Transactions are silent about the parties involved. As a result, the use of cryptocurrency sets the stage for illicit activities such as tax evasion, money laundering, and terrorist financing. Also, digital assets such as bitcoins are stored in “electronic wallets” that are prone to hacking and operational risks. The use of Bitcoin is limited to transactions unlike gold, which makes it more vulnerable to a bubble-like collapse. Additionally, the cryptocurrency’s energy-intensive verification process is particularly harmful than systems that rely on a trusted central authority like a central bank. Another drawback of using cryptocurrency is its highly volatile nature. An investor should have a strong stomach to invest in something with such high-value fluctuations. The risk is high, for example, Bitcoin plunged from $260 to about $130 within a six-hour period on April 11, 2013.
In India, The RBI has currently imposed a ban on any form of buying or selling or exchange using cryptocurrencies and will penalize those who will carry activities in cryptocurrency. This forced these gateways to shut operations or move to the peer-to-peer model of cash-based trading. However, they have said that the users of cryptocurrency will be provided enough time to switch. Alternatively, RBI has recently constituted an Inter-departmental group to explore the feasibility of introducing a rupee backed digital currency because of the rising cost of printing notes. According to RTI, the total cost of printing paper notes in India was Rs 636 crore for the financial year 2018. These huge numbers have led central banks around the world to explore the option of introducing digital currencies.
These limitations that cryptocurrencies presently face, it may be able to overcome in time through technological advances. What will be harder to surmount is that the more popular they become, the more regulation and government scrutiny they are likely to attract, which erodes the fundamental premise for their existence. While the number of merchants who accept cryptocurrencies has steadily increased, they are still very much in the minority. But an increase in the number of merchants does not ensure its growth. They have to first gain widespread demand among consumers but the complexity in operation of cryptocurrency bedevils its demand. It should be a combination of the complex mathematical system to avoid frauds and hacker attacks and at the same time, it should be easy to operate by customers.

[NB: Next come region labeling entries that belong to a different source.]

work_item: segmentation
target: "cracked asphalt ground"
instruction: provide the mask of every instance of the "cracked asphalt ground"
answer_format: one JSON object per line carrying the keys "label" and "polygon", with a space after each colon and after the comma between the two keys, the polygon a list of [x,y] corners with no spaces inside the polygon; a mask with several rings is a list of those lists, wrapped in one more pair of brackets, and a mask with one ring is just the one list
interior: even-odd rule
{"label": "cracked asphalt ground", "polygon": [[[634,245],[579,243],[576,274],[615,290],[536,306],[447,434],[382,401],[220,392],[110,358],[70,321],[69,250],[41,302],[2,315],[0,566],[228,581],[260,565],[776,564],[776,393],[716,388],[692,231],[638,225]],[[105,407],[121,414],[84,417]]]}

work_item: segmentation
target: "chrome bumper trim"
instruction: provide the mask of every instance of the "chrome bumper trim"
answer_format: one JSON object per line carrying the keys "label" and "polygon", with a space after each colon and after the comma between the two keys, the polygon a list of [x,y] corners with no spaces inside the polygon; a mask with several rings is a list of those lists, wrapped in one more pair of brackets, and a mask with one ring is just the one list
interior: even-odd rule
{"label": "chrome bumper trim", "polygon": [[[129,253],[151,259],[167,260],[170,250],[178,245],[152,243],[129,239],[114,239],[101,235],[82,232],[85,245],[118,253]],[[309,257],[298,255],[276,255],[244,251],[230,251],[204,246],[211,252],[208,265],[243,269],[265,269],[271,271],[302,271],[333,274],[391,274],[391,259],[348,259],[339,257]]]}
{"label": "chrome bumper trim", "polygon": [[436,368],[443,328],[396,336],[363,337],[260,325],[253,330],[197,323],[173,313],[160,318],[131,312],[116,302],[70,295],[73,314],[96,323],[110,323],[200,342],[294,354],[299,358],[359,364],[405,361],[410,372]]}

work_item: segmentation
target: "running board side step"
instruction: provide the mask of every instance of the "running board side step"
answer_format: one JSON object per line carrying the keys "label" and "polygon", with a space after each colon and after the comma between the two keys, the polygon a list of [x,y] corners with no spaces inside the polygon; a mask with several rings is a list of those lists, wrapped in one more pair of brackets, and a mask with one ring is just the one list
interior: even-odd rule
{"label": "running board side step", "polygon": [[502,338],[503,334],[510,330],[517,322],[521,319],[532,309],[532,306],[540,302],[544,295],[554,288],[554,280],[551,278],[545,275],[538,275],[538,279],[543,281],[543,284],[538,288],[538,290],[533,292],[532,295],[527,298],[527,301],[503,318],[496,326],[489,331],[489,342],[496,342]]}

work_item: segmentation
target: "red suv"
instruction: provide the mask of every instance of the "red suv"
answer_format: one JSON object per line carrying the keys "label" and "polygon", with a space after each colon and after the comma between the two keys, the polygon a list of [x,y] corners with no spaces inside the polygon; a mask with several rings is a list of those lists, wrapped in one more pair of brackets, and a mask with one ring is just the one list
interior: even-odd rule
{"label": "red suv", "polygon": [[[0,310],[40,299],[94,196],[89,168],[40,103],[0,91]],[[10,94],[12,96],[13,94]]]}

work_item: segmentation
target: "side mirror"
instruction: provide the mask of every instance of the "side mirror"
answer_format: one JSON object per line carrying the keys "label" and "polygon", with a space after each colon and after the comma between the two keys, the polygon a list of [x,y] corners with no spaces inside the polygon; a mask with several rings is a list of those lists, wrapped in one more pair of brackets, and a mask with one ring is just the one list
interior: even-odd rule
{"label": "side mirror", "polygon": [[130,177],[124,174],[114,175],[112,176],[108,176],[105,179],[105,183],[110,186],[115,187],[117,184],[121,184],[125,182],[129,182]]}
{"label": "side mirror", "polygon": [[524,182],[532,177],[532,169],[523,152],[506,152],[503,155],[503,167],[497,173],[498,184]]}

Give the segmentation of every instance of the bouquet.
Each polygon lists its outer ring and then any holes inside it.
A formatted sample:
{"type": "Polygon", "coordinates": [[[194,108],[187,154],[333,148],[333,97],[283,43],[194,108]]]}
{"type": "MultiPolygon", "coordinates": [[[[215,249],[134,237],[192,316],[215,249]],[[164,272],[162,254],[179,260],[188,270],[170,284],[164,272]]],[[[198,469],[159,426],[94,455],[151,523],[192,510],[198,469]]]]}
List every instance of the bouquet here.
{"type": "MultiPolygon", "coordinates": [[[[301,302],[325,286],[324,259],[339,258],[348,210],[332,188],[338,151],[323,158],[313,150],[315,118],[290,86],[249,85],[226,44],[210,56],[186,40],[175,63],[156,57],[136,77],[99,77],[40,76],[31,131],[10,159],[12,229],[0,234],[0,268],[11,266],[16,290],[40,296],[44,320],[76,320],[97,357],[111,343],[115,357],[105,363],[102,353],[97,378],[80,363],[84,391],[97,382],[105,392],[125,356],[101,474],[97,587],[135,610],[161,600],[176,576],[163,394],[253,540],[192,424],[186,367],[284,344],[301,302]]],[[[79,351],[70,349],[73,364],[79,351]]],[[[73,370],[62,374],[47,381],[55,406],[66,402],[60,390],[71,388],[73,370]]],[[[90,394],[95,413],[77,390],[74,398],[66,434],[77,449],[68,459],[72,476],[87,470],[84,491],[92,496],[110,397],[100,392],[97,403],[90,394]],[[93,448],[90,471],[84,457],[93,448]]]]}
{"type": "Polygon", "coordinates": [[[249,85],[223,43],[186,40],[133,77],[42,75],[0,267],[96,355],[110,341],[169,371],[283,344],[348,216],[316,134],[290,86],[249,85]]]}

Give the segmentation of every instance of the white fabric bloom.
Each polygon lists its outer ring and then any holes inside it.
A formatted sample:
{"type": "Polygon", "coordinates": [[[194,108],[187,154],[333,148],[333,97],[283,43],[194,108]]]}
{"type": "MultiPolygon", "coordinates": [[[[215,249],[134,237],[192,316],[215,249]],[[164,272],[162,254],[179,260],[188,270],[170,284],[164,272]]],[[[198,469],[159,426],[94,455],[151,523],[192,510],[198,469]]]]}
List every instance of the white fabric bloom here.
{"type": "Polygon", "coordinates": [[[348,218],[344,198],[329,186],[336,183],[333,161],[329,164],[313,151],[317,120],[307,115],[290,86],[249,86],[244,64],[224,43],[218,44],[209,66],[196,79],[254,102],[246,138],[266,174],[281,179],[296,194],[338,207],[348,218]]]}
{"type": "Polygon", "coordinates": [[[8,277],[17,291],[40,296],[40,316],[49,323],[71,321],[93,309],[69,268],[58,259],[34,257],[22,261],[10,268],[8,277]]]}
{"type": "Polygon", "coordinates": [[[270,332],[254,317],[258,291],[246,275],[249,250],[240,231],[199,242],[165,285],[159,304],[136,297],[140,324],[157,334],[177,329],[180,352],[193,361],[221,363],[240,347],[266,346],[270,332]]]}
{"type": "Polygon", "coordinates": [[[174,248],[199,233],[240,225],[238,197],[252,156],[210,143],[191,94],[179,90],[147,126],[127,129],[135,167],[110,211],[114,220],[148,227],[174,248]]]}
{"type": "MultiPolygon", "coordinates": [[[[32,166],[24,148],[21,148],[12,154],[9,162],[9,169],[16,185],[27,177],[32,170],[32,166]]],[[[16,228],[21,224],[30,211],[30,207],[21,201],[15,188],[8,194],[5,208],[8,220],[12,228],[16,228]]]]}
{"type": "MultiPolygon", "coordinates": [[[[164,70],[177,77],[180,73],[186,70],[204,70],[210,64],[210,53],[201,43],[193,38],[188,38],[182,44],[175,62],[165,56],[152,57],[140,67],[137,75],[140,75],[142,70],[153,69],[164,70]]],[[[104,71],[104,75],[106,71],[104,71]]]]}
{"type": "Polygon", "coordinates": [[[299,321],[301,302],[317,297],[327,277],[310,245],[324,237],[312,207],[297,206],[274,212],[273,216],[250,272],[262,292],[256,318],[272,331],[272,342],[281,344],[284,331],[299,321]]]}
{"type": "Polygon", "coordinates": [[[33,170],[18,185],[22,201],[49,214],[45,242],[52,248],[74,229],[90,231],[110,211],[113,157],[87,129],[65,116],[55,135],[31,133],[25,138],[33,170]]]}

It would make a good currency once it is able to preserve user anonymity without being a conduit for tax evasion, money laundering, and other nefarious activities.
A big change in crypto is forthcoming as institutional money enters the market. The cryptocurrency market will get a great boost with cryptocurrency floating on the Nasdaq stock exchange. The operator is adding yet another cryptocurrency index – this time for the world’s third-largest cryptocurrency, XRP. This move will further add credibility to blockchain and its uses as an alternative to conventional currencies. The frauds can be prevented by deploying an effective task force to validate the transactions before putting them on the ledger. Even price volatility in cryptocurrencies ca be improved by trading in crypto futures. Moreover, Bitcoin’s success since its 2009 launch, apart from the recent issues, has inspired the creation of alternative cryptocurrencies such as Ethereum, Litecoin, Ripple, and MintChip.
Cryptocurrency might be a good candidate for a currency to be used by masses for investment purposes but it cannot be used as an official mode of exchange. A cryptocurrency that aspires to become part of the mainstream financial system would have to satisfy very divergent criteria. While that possibility looks remote, analyzing Bitcoin’s success in recent years, we can say that one day, if not Bitcoin then any other cryptocurrency may be able to turn this framework into a feasible one.